Review by Ian Keogh
Due to their Sunday newspaper supplement exposure, for a considerable period of the 1970s and 1980s Claire Brétecher and Posy Simmonds were the best known comic artists in Britain. Both worked in similar territory, pricking the pomposity of the chattering classes, but Brétecher did so in a far more visceral and condemnatory manner. Her Frustration strip was drawn with a sketchy savagery, the well composed but primitive nature of the art ideal for making her points about ridiculous concerns.
It’s equally suitable for conveying the moodiness of a disenchanted teenage girl. The scowling Agrippina considers herself beset on all sides. Her parents don’t understand, her little brother’s a complete pain, and her best friend, with whom she shares everything, hasn’t told her she has a new boyfriend. That’s them on the bottom right of the sample page, wonderfully depicted in us against the world mode. Despite a simple design for Agrippina, Brétecher’s expressive cartooning is right on the button. She contorts her on the sofa, and throwing end of the world poses or eye-popping shock at trivialities, and is equally good at bringing Agrippina’s friends to life.
There’s a greater narrative continuity to this collection than there was to the first, with the individual strips largely extended to two pages, and threads running throughout the book. Agrippina herself is entirely unlikeable, deliberately so. She’s smart, and self-obsessed in the manner of all Western teenagers, but also resolutely unreasonable, hypocritical, manipulative and vindictive. Don’t feel too sorry for her parents, however, who saddled her with that name her after all. The character is viable, but it’s the gags that let the strip down. It’s only very rarely that any seasoned gag strip reader won’t be ahead of the punchline, and on several of those it’s because the joke’s not very good. Perhaps allowance has to be made for Brétecher being an early adopter of a genre now more widely explored, resulting in a more sophisticated and rounded portrayal of teenagers in comics, TV and movies since the early 1990s, but so much of Agrippina Throws a Wobbly is very obvious. That hasn’t prevented a successful 21st century TV incarnation in France.

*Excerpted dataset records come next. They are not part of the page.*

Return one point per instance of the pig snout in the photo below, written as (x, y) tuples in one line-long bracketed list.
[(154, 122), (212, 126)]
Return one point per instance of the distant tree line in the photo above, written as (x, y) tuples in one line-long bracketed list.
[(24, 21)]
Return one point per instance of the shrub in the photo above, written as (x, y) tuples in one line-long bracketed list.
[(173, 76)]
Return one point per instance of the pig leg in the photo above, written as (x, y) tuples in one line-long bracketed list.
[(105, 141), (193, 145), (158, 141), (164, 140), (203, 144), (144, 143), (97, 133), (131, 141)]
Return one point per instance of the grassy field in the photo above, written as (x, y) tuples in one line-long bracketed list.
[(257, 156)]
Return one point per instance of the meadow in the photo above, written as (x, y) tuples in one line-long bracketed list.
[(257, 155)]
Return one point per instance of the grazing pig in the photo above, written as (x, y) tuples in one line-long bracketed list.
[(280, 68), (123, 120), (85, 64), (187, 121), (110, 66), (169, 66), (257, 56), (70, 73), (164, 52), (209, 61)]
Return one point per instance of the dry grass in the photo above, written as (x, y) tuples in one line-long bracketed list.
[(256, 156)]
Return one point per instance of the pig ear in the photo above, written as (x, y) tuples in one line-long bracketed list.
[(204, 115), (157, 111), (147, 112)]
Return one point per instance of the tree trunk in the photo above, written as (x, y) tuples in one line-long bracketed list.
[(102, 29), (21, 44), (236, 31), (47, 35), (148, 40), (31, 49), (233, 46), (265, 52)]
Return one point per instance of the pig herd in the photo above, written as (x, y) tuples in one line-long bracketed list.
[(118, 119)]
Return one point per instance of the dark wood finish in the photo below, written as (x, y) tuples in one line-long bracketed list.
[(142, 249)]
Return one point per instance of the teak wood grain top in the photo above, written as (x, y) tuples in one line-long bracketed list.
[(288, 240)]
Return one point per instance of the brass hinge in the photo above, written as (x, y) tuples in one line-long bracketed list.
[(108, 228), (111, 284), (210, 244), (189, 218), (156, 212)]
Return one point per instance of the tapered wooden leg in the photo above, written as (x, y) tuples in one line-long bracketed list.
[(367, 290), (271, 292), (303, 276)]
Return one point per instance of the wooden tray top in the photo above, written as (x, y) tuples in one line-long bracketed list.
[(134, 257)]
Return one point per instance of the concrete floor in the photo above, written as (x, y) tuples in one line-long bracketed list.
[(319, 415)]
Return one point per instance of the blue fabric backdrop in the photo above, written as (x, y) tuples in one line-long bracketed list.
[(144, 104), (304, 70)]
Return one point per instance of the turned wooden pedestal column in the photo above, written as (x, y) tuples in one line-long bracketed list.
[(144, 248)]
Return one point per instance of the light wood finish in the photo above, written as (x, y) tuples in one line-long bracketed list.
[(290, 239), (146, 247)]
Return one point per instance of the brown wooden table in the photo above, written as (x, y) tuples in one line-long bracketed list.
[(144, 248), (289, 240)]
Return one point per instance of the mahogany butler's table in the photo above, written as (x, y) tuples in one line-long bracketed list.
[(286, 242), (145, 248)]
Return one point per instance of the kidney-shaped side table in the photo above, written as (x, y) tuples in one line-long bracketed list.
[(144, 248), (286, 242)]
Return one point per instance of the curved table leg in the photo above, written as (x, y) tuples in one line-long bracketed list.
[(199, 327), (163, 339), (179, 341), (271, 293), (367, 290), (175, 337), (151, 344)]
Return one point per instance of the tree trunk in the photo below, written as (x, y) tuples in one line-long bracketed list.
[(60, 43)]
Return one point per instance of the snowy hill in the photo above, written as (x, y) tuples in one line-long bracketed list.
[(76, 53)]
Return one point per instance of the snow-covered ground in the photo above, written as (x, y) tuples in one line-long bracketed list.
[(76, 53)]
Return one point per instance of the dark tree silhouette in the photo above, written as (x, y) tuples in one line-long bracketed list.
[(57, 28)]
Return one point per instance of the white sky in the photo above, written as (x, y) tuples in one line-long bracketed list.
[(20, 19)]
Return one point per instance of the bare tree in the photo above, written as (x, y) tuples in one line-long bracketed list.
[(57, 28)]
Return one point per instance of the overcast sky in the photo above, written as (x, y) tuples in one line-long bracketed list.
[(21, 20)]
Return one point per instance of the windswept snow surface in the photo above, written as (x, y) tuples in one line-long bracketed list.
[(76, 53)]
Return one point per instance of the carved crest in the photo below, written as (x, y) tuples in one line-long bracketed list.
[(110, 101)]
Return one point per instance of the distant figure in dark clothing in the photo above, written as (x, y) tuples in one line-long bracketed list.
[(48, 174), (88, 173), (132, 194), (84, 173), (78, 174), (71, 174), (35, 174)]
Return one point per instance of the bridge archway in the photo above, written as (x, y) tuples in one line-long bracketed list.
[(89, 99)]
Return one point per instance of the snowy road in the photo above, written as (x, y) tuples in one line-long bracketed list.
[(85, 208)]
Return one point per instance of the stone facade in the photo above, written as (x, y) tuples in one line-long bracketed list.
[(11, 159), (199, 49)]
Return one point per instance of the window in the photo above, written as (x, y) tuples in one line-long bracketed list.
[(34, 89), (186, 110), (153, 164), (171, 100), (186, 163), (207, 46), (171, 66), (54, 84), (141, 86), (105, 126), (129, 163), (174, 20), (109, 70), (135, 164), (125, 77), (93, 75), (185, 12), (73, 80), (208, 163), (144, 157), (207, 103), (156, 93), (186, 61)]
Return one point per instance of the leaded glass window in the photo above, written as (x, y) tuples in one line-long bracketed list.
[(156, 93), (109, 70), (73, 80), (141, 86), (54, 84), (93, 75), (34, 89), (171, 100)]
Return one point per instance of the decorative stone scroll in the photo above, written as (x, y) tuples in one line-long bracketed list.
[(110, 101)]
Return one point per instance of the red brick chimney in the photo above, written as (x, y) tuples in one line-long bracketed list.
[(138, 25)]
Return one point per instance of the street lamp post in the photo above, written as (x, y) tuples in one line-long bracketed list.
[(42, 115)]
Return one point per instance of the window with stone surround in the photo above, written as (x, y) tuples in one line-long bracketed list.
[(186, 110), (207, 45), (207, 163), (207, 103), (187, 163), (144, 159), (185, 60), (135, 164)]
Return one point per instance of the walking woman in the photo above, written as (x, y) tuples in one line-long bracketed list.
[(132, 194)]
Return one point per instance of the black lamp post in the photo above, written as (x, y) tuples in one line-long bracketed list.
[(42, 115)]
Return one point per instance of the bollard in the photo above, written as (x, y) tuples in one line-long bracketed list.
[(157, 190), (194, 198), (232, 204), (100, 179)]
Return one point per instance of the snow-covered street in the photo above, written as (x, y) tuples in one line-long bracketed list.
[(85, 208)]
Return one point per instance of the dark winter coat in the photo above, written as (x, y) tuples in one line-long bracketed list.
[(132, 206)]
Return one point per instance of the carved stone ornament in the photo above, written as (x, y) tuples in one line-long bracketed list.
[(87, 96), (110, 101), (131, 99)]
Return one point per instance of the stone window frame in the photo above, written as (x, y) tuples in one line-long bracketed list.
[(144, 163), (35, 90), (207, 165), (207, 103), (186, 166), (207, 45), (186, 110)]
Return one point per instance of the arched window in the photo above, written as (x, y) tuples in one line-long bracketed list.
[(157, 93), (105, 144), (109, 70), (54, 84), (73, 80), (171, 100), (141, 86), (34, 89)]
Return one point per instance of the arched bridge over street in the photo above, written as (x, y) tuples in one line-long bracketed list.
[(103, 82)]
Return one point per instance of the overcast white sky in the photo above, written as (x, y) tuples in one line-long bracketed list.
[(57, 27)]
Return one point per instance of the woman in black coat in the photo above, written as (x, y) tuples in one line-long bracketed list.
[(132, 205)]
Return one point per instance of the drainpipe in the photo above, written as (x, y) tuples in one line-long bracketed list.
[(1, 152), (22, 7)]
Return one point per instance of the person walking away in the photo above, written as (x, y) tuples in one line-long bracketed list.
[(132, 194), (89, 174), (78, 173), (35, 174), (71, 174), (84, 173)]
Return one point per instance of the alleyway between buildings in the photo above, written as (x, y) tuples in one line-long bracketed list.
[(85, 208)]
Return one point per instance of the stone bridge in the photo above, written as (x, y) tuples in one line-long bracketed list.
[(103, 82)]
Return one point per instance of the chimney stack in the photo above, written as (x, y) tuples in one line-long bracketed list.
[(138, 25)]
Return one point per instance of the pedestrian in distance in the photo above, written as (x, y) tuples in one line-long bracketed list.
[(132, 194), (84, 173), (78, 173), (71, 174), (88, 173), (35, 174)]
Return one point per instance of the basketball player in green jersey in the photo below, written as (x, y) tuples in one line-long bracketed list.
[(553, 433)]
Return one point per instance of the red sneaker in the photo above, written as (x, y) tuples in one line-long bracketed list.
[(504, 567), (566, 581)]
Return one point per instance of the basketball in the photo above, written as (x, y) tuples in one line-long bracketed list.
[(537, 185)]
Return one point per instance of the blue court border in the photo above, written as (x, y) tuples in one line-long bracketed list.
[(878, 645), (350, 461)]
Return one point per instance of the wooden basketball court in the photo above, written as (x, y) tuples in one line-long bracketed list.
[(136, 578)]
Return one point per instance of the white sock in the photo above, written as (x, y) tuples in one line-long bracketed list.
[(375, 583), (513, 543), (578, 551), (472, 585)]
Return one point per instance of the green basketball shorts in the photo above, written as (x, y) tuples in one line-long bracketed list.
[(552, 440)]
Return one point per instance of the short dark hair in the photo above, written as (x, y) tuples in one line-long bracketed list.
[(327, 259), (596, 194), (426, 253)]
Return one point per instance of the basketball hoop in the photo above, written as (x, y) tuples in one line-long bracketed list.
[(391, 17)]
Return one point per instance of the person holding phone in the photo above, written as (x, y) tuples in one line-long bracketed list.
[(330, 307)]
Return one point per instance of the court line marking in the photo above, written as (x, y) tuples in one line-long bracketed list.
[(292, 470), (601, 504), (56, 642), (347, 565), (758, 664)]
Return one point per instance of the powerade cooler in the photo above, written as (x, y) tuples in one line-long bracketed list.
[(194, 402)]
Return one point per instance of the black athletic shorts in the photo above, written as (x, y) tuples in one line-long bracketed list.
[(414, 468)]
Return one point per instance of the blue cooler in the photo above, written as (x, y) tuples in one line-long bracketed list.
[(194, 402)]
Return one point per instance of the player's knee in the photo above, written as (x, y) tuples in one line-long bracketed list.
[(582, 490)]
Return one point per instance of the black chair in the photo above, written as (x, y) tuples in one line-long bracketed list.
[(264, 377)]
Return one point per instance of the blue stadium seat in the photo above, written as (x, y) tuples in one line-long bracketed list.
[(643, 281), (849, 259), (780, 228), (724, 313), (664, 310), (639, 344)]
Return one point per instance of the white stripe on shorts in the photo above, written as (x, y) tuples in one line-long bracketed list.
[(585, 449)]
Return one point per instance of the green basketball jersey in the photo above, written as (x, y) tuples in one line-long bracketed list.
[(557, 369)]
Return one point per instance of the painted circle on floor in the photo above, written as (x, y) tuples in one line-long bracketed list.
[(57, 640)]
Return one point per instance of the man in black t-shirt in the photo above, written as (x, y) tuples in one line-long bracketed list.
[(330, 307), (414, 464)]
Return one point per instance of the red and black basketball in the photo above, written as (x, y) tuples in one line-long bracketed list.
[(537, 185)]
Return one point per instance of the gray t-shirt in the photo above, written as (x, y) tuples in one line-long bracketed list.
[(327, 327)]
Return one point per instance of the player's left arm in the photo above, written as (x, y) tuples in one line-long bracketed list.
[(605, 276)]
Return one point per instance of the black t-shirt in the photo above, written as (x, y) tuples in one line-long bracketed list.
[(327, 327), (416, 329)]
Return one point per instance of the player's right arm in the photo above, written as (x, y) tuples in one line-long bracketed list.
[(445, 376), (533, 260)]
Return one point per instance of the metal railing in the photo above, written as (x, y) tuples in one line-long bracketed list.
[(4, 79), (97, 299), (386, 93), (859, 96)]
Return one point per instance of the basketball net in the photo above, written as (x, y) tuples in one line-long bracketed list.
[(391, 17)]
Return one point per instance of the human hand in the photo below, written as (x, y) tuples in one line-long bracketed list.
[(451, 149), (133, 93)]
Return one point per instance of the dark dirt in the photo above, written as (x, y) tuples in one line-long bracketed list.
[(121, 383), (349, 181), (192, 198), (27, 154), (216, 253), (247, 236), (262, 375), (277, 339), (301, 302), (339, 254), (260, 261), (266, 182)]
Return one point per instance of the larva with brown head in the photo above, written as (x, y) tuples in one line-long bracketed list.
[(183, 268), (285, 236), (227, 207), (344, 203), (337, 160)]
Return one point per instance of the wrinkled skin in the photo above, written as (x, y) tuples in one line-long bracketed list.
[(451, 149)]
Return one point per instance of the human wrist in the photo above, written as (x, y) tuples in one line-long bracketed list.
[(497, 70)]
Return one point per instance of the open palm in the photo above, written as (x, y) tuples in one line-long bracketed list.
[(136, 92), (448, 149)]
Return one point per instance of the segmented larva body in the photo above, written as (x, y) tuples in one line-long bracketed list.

As with the Frustration collections, Fiona Cleland’s translations are sharp and intuitive, and Methuen were sympathetic enough to ensure the English lettering matches Brétecher’s distinctive handwritten style, but that’s occasionally difficult to make out. The addition of colour to the Agrippina strips adds a vibrancy, but it’s bright splodges rather than considered placement. The exception is a subtle use highlighting the speakers in otherwise static group scenes.
This collection is long out of print, but Brétecher’s former popularity ensures second hand copies are easily found. Six further collections have appeared in France, four since the TV show began in 2001, but none have received an English translation.